“The wage gap isn’t real.”

He said it with such assertion, a kind of conviction that made me want to punch him in the face. I tried to speak calmly.

“What do you mean the wage gap isn’t real?”

“It isn’t.”

“Saying the wage gap isn’t real is like saying socialization isn’t real.”

He looked at me like he had just learned I spoke a language he thought only he knew.

PSA: You can be feminist and be smart.

Here’s the deal. The way we talk about the wage gap is flawed, on both sides of the debate. But that doesn’t mean the wage gap doesn’t exist. It does, and it’s a problem. But if we want to find a solution, we have to correctly diagnose the disease.

Everybody’s heard that, on average, women earn 77 cents for every dollar earned by a man. (Now 80 cents, according to a 2018 study.)

While this statistic is true, it doesn’t accurately reflect what’s happening when it comes to women and men in our economy.

The 77 cent statistic is on average, meaning the sum of all women’s wages is equal to 77% of the sum of all men’s wages. While this statistic reveals a glaring discrepancy between the wages of women and men, it does not take into consideration the fact that women occupy lower paying fields of work than men. This would explain (in part) why the sum of their earnings is less than the sum of men’s earnings.

What this means is that women don’t (necessarily) earn 33% less than a man working the exact same job, which is what a lot of media sources lead us to believe.

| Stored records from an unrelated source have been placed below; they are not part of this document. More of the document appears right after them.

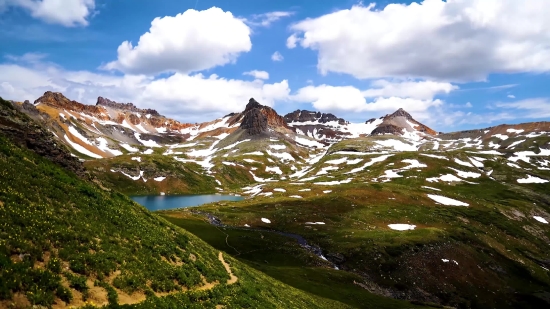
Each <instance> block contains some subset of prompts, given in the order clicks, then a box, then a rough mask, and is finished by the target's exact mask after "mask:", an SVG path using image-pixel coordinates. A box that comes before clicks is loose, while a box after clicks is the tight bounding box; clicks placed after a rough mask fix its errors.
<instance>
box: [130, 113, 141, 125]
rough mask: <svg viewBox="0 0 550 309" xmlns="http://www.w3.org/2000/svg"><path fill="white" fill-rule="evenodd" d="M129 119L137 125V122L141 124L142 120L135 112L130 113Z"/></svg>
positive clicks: (134, 123) (131, 123) (132, 122)
mask: <svg viewBox="0 0 550 309" xmlns="http://www.w3.org/2000/svg"><path fill="white" fill-rule="evenodd" d="M128 120H130V123H131V124H133V125H137V124H140V122H141V121H140V120H139V118H138V116H136V114H134V113H131V114H129V115H128Z"/></svg>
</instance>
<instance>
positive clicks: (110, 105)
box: [96, 97, 161, 117]
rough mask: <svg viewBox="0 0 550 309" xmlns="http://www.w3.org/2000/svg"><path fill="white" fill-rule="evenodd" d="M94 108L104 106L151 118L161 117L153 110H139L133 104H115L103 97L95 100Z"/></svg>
mask: <svg viewBox="0 0 550 309" xmlns="http://www.w3.org/2000/svg"><path fill="white" fill-rule="evenodd" d="M96 106H105V107H110V108H114V109H119V110H123V111H128V112H136V113H144V114H149V115H151V116H157V117H161V115H160V114H159V113H158V112H157V111H156V110H154V109H150V108H146V109H141V108H137V107H136V106H135V105H134V104H133V103H117V102H115V101H111V100H109V99H107V98H104V97H98V98H97V103H96Z"/></svg>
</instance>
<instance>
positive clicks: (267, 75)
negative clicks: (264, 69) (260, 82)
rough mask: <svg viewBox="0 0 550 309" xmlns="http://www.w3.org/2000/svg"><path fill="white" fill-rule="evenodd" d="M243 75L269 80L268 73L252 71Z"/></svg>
mask: <svg viewBox="0 0 550 309" xmlns="http://www.w3.org/2000/svg"><path fill="white" fill-rule="evenodd" d="M243 75H250V76H253V77H254V78H256V79H269V73H267V72H266V71H258V70H252V71H248V72H244V73H243Z"/></svg>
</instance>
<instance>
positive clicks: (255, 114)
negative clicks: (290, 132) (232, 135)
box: [240, 98, 291, 136]
mask: <svg viewBox="0 0 550 309" xmlns="http://www.w3.org/2000/svg"><path fill="white" fill-rule="evenodd" d="M242 114H243V118H242V122H241V125H240V128H241V129H243V130H245V131H246V132H247V133H248V134H249V135H251V136H254V135H259V134H262V133H267V132H268V131H269V130H274V131H278V132H284V131H290V130H291V129H290V128H289V126H288V124H287V123H286V121H285V119H284V118H283V117H281V116H280V115H279V114H277V112H276V111H275V110H274V109H272V108H271V107H268V106H264V105H261V104H260V103H258V102H257V101H256V100H255V99H254V98H251V99H250V100H249V101H248V104H247V105H246V108H245V110H244V111H243V113H242Z"/></svg>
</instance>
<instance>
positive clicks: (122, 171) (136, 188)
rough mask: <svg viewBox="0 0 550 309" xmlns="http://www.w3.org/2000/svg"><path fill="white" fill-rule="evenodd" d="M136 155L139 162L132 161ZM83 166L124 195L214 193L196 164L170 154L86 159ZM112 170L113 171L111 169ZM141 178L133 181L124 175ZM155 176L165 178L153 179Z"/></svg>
mask: <svg viewBox="0 0 550 309" xmlns="http://www.w3.org/2000/svg"><path fill="white" fill-rule="evenodd" d="M134 157H139V158H140V159H141V162H138V161H135V160H132V158H134ZM84 166H85V167H86V168H87V169H88V170H89V171H91V172H92V174H93V175H94V176H96V177H97V178H98V179H100V180H101V182H102V183H103V184H104V186H106V187H108V188H114V189H116V190H117V191H119V192H122V193H124V194H128V195H147V194H158V193H159V192H165V193H166V194H198V193H214V192H216V189H215V187H216V182H215V180H214V178H212V177H208V176H206V175H204V171H203V168H202V167H201V166H200V165H198V164H196V163H185V164H184V163H181V162H178V161H176V160H175V159H174V158H172V157H171V156H165V155H162V154H151V155H142V154H134V155H132V154H130V155H123V156H118V157H114V158H107V159H101V160H90V161H86V162H85V163H84ZM113 171H114V172H113ZM121 171H122V172H124V173H126V174H128V175H131V176H138V175H139V173H140V171H144V173H143V178H145V179H146V180H147V181H143V178H140V179H138V180H133V179H131V178H130V177H128V176H126V175H124V174H123V173H121ZM155 177H166V179H164V180H163V181H154V180H153V178H155Z"/></svg>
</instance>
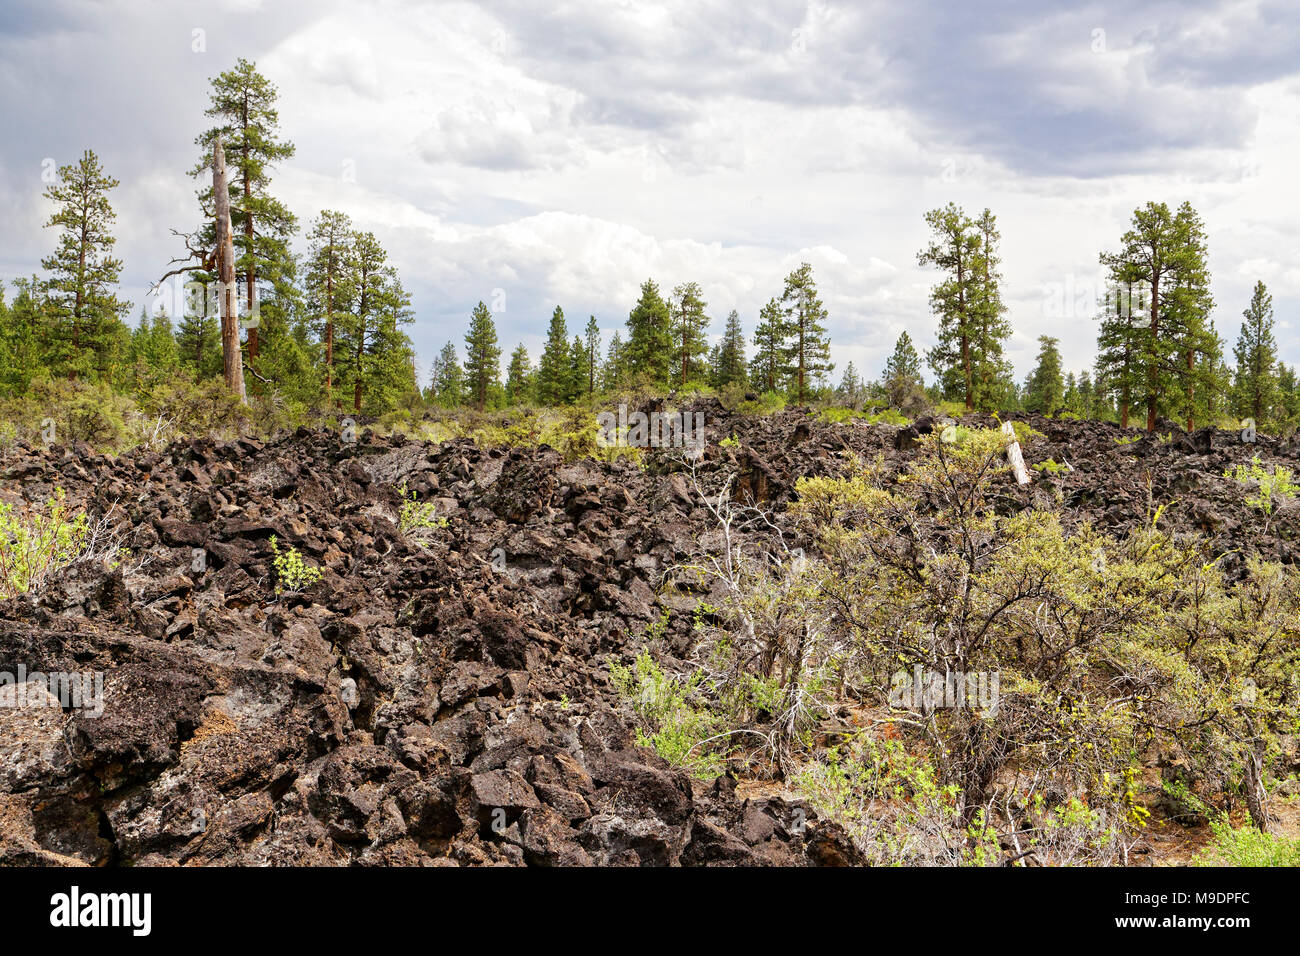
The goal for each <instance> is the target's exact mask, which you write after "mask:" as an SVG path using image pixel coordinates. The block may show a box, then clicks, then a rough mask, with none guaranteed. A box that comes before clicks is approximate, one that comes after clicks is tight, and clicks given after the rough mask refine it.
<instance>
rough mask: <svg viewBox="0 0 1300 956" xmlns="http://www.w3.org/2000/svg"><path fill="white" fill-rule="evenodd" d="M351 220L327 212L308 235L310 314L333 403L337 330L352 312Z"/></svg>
mask: <svg viewBox="0 0 1300 956" xmlns="http://www.w3.org/2000/svg"><path fill="white" fill-rule="evenodd" d="M354 237H355V233H354V232H352V220H351V219H348V217H347V216H346V215H344V213H342V212H334V211H333V209H324V211H322V212H321V215H320V216H317V217H316V220H315V221H313V222H312V228H311V232H308V234H307V242H308V252H307V289H305V291H307V312H308V315H309V317H311V321H312V325H313V328H315V332H316V334H317V336H318V337H320V341H321V343H322V345H324V346H325V358H324V364H325V398H326V402H330V403H333V393H334V329H335V325H337V323H338V319H339V316H341V315H342V313H346V312H348V311H351V308H352V284H351V280H352V273H351V268H350V267H351V259H352V248H351V247H352V239H354Z"/></svg>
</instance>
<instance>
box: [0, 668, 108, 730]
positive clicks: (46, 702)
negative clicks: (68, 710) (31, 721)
mask: <svg viewBox="0 0 1300 956" xmlns="http://www.w3.org/2000/svg"><path fill="white" fill-rule="evenodd" d="M10 688H12V689H10ZM56 704H57V705H59V706H60V708H62V709H64V710H78V711H81V715H82V717H101V715H103V714H104V672H103V671H79V672H78V671H49V672H45V671H31V672H30V674H29V672H27V667H26V665H21V663H19V665H18V672H17V674H13V672H12V671H0V708H53V706H55V705H56Z"/></svg>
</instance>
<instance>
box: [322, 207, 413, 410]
mask: <svg viewBox="0 0 1300 956" xmlns="http://www.w3.org/2000/svg"><path fill="white" fill-rule="evenodd" d="M351 271H352V277H351V280H350V281H351V284H352V308H351V311H350V312H346V313H341V315H338V316H337V329H335V334H337V337H338V342H337V345H338V355H337V358H335V362H337V364H338V380H339V385H341V386H342V388H343V389H346V390H350V392H351V393H352V410H354V411H356V412H360V411H361V410H363V407H368V408H370V410H372V411H374V412H382V411H387V410H390V408H393V407H394V406H395V405H396V403H398V402H399V401H402V399H403V397H406V395H408V394H409V393H411V392H413V390H415V364H413V354H415V350H413V349H412V346H411V339H409V338H408V337H407V334H406V333H404V332H402V326H403V325H408V324H409V323H411V321H412V315H411V298H409V295H407V293H406V290H404V289H403V287H402V281H400V280H399V278H398V274H396V269H394V268H393V267H391V265H389V261H387V254H386V252H385V251H383V247H382V246H381V245H380V241H378V239H377V238H374V234H373V233H360V234H356V235H355V237H354V239H352V255H351Z"/></svg>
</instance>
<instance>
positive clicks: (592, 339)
mask: <svg viewBox="0 0 1300 956" xmlns="http://www.w3.org/2000/svg"><path fill="white" fill-rule="evenodd" d="M585 345H586V364H585V369H586V389H585V390H586V394H588V397H589V398H590V397H591V395H594V394H595V386H597V378H598V377H599V372H601V326H599V324H598V323H597V321H595V316H594V315H593V316H590V317H589V319H588V320H586V342H585Z"/></svg>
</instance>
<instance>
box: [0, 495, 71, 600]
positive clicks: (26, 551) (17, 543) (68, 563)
mask: <svg viewBox="0 0 1300 956" xmlns="http://www.w3.org/2000/svg"><path fill="white" fill-rule="evenodd" d="M88 536H90V519H88V518H87V516H86V512H85V511H83V510H81V509H78V510H75V511H74V510H73V509H70V507H69V506H68V501H66V497H65V494H64V489H62V488H56V489H55V497H53V498H51V499H49V501H48V502H45V505H44V506H42V507H25V509H22V510H21V511H17V512H16V511H14V507H13V506H12V505H8V503H5V502H0V598H10V597H13V596H14V594H22V593H26V592H29V591H38V589H40V587H42V585H44V584H45V581H47V580H48V579H49V576H51V575H52V574H55V572H56V571H59V570H61V568H65V567H68V566H69V564H72V563H74V562H75V561H78V559H79V558H81V557H82V555H83V551H85V546H86V541H87V537H88Z"/></svg>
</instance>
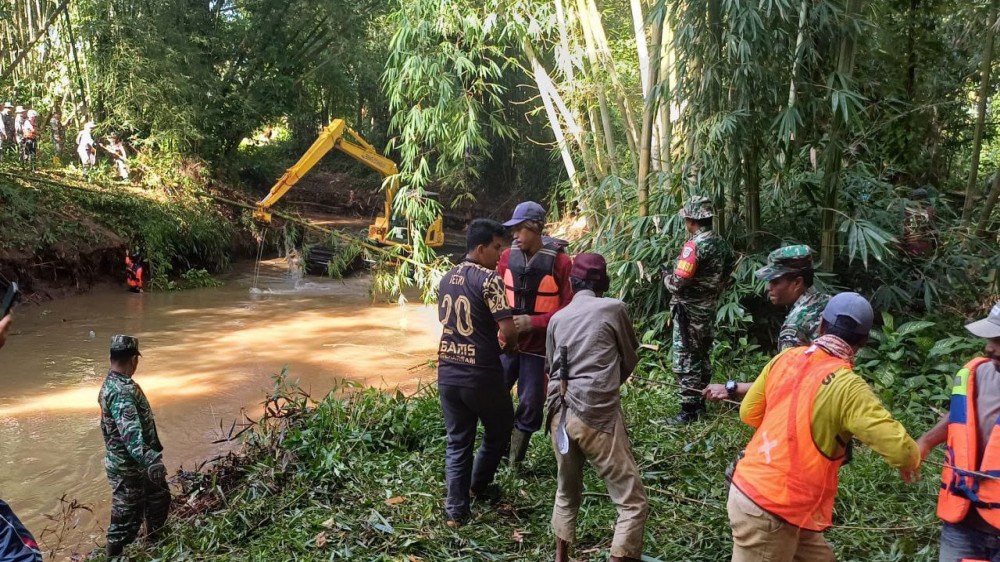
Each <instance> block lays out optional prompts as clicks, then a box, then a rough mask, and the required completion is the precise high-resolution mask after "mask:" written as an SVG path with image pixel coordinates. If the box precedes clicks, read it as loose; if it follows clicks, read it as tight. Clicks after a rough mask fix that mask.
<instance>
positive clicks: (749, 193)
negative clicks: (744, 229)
mask: <svg viewBox="0 0 1000 562" xmlns="http://www.w3.org/2000/svg"><path fill="white" fill-rule="evenodd" d="M743 179H744V181H745V182H746V196H747V202H746V205H747V234H748V235H749V238H750V248H751V249H752V250H757V249H758V248H759V247H760V169H759V168H758V166H757V147H756V146H755V145H754V143H752V142H751V144H750V147H749V150H747V153H746V156H745V158H744V159H743Z"/></svg>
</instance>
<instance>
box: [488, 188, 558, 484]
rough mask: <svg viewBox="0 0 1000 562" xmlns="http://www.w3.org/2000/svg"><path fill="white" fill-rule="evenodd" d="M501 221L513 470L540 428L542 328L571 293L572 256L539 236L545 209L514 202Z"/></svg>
mask: <svg viewBox="0 0 1000 562" xmlns="http://www.w3.org/2000/svg"><path fill="white" fill-rule="evenodd" d="M503 225H504V226H505V227H507V228H509V229H510V230H511V233H512V234H513V245H512V246H511V247H510V249H508V250H505V251H504V253H503V255H502V256H500V262H499V263H498V264H497V273H498V274H500V276H501V277H502V278H503V282H504V286H505V288H506V293H507V303H508V304H509V305H510V307H511V309H512V310H513V312H514V326H515V327H516V328H517V333H518V350H519V352H518V354H517V355H511V356H504V357H503V362H504V373H505V375H504V376H505V379H506V382H507V388H508V390H509V389H511V388H513V387H514V384H515V383H516V384H517V401H518V404H517V410H516V411H515V412H514V432H513V433H512V434H511V440H510V466H511V468H512V469H513V470H514V471H515V472H516V471H518V470H519V469H520V466H521V463H522V462H523V461H524V456H525V453H526V452H527V451H528V443H529V442H530V440H531V434H532V433H534V432H536V431H538V430H539V429H541V427H542V422H543V418H544V409H545V333H546V330H547V329H548V326H549V320H550V319H551V318H552V315H553V314H555V313H556V311H558V310H559V309H560V308H562V307H564V306H566V305H567V304H569V301H570V300H571V299H572V298H573V288H572V287H571V286H570V282H569V273H570V268H571V267H572V266H573V260H571V259H570V257H569V256H568V255H566V246H567V245H569V244H568V242H566V241H565V240H559V239H556V238H550V237H548V236H545V234H544V229H545V208H544V207H542V206H541V205H539V204H538V203H535V202H534V201H525V202H523V203H519V204H518V205H517V207H515V208H514V215H513V216H512V217H511V219H510V220H509V221H507V222H505V223H503Z"/></svg>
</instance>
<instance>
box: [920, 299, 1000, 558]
mask: <svg viewBox="0 0 1000 562" xmlns="http://www.w3.org/2000/svg"><path fill="white" fill-rule="evenodd" d="M965 329H966V330H968V331H969V333H971V334H972V335H974V336H976V337H980V338H983V339H985V340H986V346H985V347H984V349H983V356H982V357H977V358H975V359H973V360H971V361H969V362H968V363H966V364H965V366H964V367H962V369H961V370H960V371H959V372H958V374H957V375H955V380H954V382H953V386H952V388H951V407H950V411H949V413H947V414H945V415H944V417H942V418H941V421H940V422H938V424H937V425H936V426H934V428H933V429H931V430H930V431H928V432H927V433H925V434H924V435H923V436H922V437H920V439H919V440H918V441H917V444H918V445H919V446H920V454H921V456H922V457H923V458H927V455H928V454H930V452H931V451H932V450H933V449H934V448H935V447H937V446H938V445H940V444H941V443H944V442H946V441H947V445H946V448H945V468H944V470H943V471H942V473H941V490H940V492H939V493H938V508H937V514H938V517H939V518H940V519H941V521H942V527H941V556H940V560H941V562H955V561H957V560H1000V430H997V422H998V421H1000V302H998V303H996V305H994V306H993V309H992V310H990V313H989V315H988V316H987V317H986V318H983V319H982V320H978V321H976V322H973V323H971V324H968V325H966V326H965Z"/></svg>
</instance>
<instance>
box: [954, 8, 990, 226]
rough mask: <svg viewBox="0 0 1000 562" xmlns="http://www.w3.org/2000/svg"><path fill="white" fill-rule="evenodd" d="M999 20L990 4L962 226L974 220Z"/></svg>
mask: <svg viewBox="0 0 1000 562" xmlns="http://www.w3.org/2000/svg"><path fill="white" fill-rule="evenodd" d="M996 20H997V0H992V2H990V15H989V19H988V20H986V43H985V44H984V45H983V62H982V70H981V74H980V78H979V107H978V110H977V115H976V132H975V136H974V137H973V140H972V162H971V164H970V168H971V169H970V171H969V184H968V185H967V186H966V187H965V207H963V208H962V226H968V225H969V221H971V220H972V203H973V200H974V199H975V197H976V182H977V181H978V176H979V152H980V151H981V149H982V146H983V129H984V127H985V124H986V102H987V101H989V100H988V98H989V95H990V70H991V67H992V65H993V39H994V37H995V35H996V33H995V31H994V30H993V25H994V23H996Z"/></svg>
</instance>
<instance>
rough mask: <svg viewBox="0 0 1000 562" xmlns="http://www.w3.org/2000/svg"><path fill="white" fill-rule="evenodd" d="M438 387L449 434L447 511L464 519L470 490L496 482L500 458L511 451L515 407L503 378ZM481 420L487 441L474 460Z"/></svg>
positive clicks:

Yes, the 77 cent statistic is overused and overgeneralized. People assume it means something it doesn’t mean: that women earn 33% less than a man working the exact same job. But let’s take a second to talk about what else it doesn’t mean.

 

1. It Doesn’t Mean That The Gender Wage Gap Doesn’t Exist.

The wage gap exists, undeniably. Collectively, men in America are 33% more wealthy than women in America. And this adds up.

“According to The Center for American Progress, judging by the current wage gap, a woman misses out on $430,480 over the course of a 40-year career. An African-American woman would lose $877,480, while a Latina woman would lose $1,007,080 over the same period of time.” 

This is especially problematic when we consider that nearly half of U.S. moms were the main income-earners for their household. This puts not only the women who earn less than men at an economic disadvantage, but also the children and family members who depend on them.

 

2. It Doesn’t Mean We Get To Talk About The Wage Gap As If Acknowledging Its Reality Is Optional.

A survey of American professionals released in January found that only 61 percent of men believe the gender wage gap is real.

Let me rewrite that. A survey of American professionals released in January found that only 61 percent of men believe in 6th grade math.

The fact that a survey even asked this question shows how deeply down the rabbit hole we’ve gone.

We don’t get to “believe” or “not believe” in fact. The sum of women’s wages divided by the sum of men’s wages results in a ratio of 77:100. “Is it real” is not the question. “What causes it” is.

3. It Doesn’t Mean The Wage Gap Isn’t A Problem.

Yes, the 77 cent statistic doesn’t account for the fact that women occupy lower earning careers. But that shouldn’t serve as justification for the many socio-economic problems that contribute to this statistic.

We need to ask ourselves: why is it that women occupy lower paid positions? Why does the wage gap persist, even when we control for factors such as career field, job position, and education level? How do other women’s issues, such as sexual harassment in the workplace, contribute to the wage gap? And how can we combat the societal forces that keep women out of high paying positions and from negotiating for higher pay?

These are the questions we should be asking, instead of engaging in debate over whether something proven by numbers “exists”. If we continue to frame the discussion of the wage gap around belief and reality, we will never be able to address the intricacies of the problem.  Instead, we need to approach our dialogue about the wage gap as a three step process: identifying the factors that cause it, determining whether these factors are rooted in inequality, and if so, finding solutions to the problems we identify.